この研究者は3つの異なった実験を経て、次のように推理しました。脳は戸口を見ると、直近の記憶を引出しに片づけてしまうように命令する、というものです。2階に来て立ちつくし、なぜここに来たのかを思い出せないとイライラします。一方で、健忘症も祝福になることがあります。夜、寝室の扉を閉めて眠りにつくとき、その日の心配ごとを忘れてしまえるのは、ありがたいことです。

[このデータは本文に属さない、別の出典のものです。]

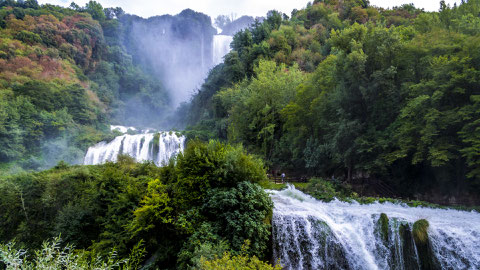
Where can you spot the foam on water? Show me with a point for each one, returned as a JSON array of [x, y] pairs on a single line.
[[310, 234], [141, 147]]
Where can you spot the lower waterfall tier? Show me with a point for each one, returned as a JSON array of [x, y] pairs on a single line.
[[309, 234]]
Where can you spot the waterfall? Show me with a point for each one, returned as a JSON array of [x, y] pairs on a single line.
[[310, 234], [221, 46], [158, 147]]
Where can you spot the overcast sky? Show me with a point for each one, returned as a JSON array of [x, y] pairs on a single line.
[[147, 8]]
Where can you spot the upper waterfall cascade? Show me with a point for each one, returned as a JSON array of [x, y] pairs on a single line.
[[157, 147], [221, 46], [310, 234]]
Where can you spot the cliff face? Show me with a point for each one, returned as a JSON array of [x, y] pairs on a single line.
[[178, 49]]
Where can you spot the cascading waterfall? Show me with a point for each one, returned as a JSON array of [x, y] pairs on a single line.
[[157, 147], [221, 46], [310, 234]]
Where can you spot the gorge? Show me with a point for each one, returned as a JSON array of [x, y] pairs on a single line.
[[310, 234]]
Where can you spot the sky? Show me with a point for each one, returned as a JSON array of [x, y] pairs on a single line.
[[148, 8]]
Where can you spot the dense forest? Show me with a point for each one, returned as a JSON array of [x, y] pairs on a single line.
[[203, 204], [68, 72], [346, 90], [339, 90]]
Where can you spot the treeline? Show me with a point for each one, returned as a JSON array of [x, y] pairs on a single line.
[[348, 90], [204, 206], [64, 74]]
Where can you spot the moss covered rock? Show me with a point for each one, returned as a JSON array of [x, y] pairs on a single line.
[[424, 248]]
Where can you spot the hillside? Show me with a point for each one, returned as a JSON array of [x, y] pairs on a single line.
[[65, 73], [347, 90]]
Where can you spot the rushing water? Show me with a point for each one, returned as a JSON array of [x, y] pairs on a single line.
[[158, 147], [221, 46], [309, 234]]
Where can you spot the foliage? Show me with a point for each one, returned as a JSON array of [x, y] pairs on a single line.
[[379, 93], [62, 78], [53, 256], [200, 205], [237, 262]]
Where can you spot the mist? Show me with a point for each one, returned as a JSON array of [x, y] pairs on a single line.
[[175, 49]]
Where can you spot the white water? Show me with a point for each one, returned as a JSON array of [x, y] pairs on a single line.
[[309, 234], [221, 46], [141, 147]]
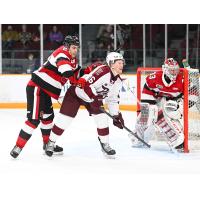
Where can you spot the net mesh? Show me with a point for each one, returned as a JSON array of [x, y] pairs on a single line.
[[193, 105]]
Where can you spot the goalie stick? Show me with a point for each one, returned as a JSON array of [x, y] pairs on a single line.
[[127, 129]]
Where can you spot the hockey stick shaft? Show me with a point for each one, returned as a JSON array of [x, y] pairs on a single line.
[[127, 129]]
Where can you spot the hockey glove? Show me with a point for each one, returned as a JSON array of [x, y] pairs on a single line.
[[81, 83], [96, 104], [118, 121]]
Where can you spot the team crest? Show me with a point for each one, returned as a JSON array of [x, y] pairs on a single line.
[[159, 86]]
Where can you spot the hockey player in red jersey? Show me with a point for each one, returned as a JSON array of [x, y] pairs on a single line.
[[102, 82], [46, 82], [161, 106]]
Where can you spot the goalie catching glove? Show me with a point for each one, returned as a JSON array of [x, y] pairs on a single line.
[[118, 121]]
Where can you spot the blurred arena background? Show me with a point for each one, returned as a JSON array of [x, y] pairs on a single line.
[[24, 47]]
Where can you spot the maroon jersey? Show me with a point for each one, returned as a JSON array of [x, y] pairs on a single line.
[[155, 87], [55, 72], [101, 82]]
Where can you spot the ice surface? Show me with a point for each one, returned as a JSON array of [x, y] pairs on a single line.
[[83, 173]]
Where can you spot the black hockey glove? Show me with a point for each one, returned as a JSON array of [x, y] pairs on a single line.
[[118, 121], [96, 104]]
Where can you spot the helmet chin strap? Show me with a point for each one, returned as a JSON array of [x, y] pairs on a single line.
[[113, 71]]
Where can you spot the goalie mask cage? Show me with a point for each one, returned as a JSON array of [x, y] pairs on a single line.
[[191, 104]]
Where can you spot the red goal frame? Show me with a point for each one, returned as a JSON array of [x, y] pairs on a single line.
[[185, 104]]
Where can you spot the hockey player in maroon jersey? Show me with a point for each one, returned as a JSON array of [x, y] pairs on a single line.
[[102, 82], [46, 82], [161, 106]]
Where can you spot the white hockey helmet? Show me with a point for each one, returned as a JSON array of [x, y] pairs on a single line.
[[171, 69], [112, 57]]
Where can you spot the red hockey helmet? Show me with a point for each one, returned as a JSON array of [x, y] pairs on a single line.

イエスは、ご自分のことを門だと言われました(ヨハ10:7、9節)。私はこの比喩について、改めて感謝します。羊が戸口を通って囲いの中に入るなら、そこは盗人や略奪者から守られた安全な場所です。クリスチャンにとって、大牧者は戸口です。私たちを敵から隔ててくれます。羊である私たちは囲いの中に入るなら、すべての危険や脅威を忘れることができます。大牧者に保護されてゆっくりし、祝福された健忘症を楽しむことができます。